Wednesday, January 3, 2018


Prison inmates in Swaziland reportedly rioted because of food shortages. They were given sour porridge because there was no bread.

Untrained correctional officer recruits were sent to deal with the incident at Sidwashini Correctional facility, according to the Swazi Observer newspaper (27 December 2017). 

The newspaper reported, ‘According to inside sources, the pandemonium was sparked after the inmates were given sour porridge for breakfast instead of bread.

‘The inmates were expecting to have bread and tea as is usually the case on Saturdays but this did not happen.

‘When the sour porridge was served, the inmates rejected it and started protesting. The situation soon resembled a strike action as the inmates started singing and toyi-toying.

‘The officers stationed there tried to calm down the irate inmates but the situation got worse. Off-duty officers were called but they also failed to restore order amongst the rioting inmates.’

The newspaper said recruits training at HMCS Training College in Matsapha were ‘hastily organised’ and armed with batons and sent to Sidwashini.

Deputy Public Relations Officer at HMCS, Mandla Sibiya denied recruits were involved. He told the newspaper, ‘Nobody was assaulted at Sidwashini facility. If any inmate was assaulted, I would advise them to report to the human rights officers stationed there who will in turn take appropriate action.’
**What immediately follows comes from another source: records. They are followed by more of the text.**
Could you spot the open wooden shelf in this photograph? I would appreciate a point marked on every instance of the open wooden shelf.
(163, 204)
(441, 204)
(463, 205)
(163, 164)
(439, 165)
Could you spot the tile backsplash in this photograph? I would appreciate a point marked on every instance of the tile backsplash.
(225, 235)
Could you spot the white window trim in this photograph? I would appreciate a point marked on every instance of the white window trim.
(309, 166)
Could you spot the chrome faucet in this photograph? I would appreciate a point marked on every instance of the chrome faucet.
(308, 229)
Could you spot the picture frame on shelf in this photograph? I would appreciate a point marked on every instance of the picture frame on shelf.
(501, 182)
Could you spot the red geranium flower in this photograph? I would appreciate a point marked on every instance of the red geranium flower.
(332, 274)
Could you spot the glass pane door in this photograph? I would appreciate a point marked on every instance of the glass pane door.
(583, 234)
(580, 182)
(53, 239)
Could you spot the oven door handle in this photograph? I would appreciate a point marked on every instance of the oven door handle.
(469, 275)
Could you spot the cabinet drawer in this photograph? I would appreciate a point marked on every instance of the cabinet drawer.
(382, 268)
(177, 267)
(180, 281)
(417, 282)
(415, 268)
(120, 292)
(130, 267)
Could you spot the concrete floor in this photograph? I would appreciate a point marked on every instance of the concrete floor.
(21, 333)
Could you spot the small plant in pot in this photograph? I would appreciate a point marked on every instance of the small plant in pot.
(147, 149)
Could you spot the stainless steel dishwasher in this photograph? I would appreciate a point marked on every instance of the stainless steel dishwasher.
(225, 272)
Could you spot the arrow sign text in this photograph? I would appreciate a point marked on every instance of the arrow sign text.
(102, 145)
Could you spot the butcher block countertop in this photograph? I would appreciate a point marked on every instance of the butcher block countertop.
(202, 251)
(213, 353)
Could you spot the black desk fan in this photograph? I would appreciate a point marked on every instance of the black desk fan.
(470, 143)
He said the bread shortage occurred because a bakery truck broke down.

Sidwashini was at the centre of controversy during 2017 after allegations surfaced that prison officers were supplying inmates with alcohol.
In February 2017, the Times Sunday newspaper in Swaziland reported shortages of food and toilet paper in jails throughout the kingdom. This was due to the government’s financial crisis, it said.

In May 2017, the United Nations Human Rights Committee (HRC) questioned the Swazi Government about prison conditions focusing on, ‘reports of inhumane prison conditions, including in terms of food shortages and inadequate sanitary conditions and medical care.’
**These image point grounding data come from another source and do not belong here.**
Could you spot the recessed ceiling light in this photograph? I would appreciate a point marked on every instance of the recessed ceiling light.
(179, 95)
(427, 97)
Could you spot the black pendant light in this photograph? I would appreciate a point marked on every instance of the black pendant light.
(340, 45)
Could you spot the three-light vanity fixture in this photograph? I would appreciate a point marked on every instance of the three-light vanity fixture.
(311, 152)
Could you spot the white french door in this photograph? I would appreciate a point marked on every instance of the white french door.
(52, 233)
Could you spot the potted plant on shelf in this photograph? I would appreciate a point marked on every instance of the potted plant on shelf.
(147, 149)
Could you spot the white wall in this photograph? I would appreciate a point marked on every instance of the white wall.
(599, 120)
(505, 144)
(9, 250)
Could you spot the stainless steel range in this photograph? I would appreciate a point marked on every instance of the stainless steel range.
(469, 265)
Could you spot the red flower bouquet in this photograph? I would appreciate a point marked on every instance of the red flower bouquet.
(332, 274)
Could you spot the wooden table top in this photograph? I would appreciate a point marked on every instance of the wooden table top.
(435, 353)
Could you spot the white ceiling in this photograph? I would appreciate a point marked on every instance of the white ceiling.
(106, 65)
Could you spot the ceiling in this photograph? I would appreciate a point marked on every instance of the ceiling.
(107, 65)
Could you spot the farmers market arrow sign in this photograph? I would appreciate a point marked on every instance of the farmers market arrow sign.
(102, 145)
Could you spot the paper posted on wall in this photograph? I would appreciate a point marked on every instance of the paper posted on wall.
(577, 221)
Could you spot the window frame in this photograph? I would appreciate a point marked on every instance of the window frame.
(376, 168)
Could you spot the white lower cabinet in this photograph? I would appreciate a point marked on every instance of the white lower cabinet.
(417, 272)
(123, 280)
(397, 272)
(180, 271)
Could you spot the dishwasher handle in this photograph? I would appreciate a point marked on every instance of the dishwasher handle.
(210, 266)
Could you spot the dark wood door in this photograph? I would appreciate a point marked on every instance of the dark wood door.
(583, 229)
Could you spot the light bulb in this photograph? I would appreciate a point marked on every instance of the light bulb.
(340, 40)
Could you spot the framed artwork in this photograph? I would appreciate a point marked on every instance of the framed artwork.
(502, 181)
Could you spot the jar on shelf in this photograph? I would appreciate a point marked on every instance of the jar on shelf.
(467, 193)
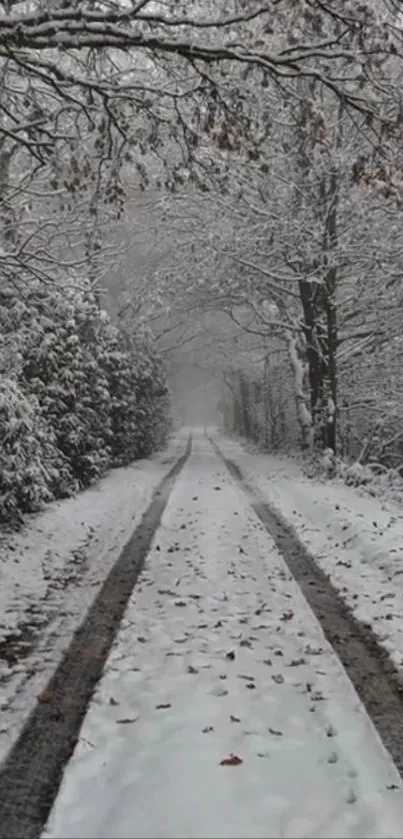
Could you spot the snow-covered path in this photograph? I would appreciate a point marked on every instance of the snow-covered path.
(218, 656)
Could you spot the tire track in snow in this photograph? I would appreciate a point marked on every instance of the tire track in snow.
(367, 664)
(31, 774)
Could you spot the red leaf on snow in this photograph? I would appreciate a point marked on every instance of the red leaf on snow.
(232, 760)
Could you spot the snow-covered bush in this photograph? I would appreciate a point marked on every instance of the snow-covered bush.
(76, 397)
(27, 455)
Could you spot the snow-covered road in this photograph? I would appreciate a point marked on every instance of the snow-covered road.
(222, 711)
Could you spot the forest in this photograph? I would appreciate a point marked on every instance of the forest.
(206, 188)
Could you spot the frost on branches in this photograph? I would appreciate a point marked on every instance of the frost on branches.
(75, 397)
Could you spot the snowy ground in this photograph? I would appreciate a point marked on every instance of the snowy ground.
(222, 711)
(357, 540)
(51, 571)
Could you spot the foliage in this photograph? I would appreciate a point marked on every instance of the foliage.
(75, 398)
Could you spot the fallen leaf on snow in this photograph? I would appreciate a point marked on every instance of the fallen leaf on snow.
(232, 760)
(219, 691)
(45, 696)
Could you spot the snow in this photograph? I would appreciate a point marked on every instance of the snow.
(51, 571)
(219, 655)
(356, 539)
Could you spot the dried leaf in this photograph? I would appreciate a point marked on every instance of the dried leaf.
(46, 696)
(232, 760)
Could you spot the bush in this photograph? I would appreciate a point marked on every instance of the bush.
(76, 397)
In 2014 it was reported that more than 1,000 people were in jail in Swaziland because they were too poor to pay fines for offences such as traffic violations, theft by false pretences, malicious injury to property and fraud. 

The figures revealed that in Swaziland, where seven in ten people live in abject poverty with incomes less than US$2 per day, 1,053 of 3,615 inmates in Swazi jails were there because they did not have the money to pay a fine option. This was 29.1 percent of the entire prison population.